Tender jumbo pasta shells filled with creamy ricotta and spinach, baked in marinara sauce and melted cheese.
Prep Time 25 minutes
Cook Time 40 minutes
Total Time 1 hour 5 minutes
Servings: 4 servings
Course: Dessert, Snack
Cuisine: American, Autumn
Calories: 390

Ingredients
  

Shells and Filling
  • 20 jumbo pasta shells
  • 2 cups ricotta cheese whole milk
  • 2 cups fresh spinach chopped
  • 1 cup mozzarella cheese shredded
  • 0.5 cup Parmesan cheese grated
  • 1 egg large
  • 2 cups marinara sauce

Equipment

  • Mixing bowls
  • Baking dish
  • Large pot
  • Skillet

Method
 

  1. Preheat oven to 375°F (190°C) and grease a baking dish.
  2. Cook pasta shells until al dente. Drain and cool.
  3. Sauté spinach with garlic until wilted.

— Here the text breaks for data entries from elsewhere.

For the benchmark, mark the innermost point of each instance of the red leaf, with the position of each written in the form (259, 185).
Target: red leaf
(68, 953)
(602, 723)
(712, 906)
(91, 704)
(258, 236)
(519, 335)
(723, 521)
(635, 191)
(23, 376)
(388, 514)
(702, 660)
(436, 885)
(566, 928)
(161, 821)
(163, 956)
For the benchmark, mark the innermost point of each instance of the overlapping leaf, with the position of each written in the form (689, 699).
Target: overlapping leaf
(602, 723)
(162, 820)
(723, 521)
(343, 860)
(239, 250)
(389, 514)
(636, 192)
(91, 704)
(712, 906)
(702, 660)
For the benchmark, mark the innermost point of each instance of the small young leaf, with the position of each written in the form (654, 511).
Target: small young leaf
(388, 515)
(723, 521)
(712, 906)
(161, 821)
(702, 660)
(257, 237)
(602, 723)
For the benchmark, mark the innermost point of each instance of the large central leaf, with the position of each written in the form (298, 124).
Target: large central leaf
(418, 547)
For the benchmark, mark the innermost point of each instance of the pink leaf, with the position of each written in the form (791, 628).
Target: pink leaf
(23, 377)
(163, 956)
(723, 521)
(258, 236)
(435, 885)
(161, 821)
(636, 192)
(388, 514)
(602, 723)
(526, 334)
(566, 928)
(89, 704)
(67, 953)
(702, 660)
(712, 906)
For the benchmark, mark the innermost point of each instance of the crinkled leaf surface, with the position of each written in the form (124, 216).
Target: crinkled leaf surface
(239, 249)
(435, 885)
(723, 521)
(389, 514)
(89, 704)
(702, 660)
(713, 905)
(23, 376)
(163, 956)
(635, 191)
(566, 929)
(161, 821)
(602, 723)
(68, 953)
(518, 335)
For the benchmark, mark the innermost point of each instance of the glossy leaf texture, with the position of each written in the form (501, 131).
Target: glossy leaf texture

Cool slightly.
  4. Mix ricotta, egg, cheeses, seasoning, and spinach.
  5. Fill shells and arrange over marinara sauce in dish.
  6. Top with remaining sauce and mozzarella.
  7. Bake covered for 25 minutes, uncover and bake 15 more minutes.

Notes

Great make-ahead meal and freezer-friendly.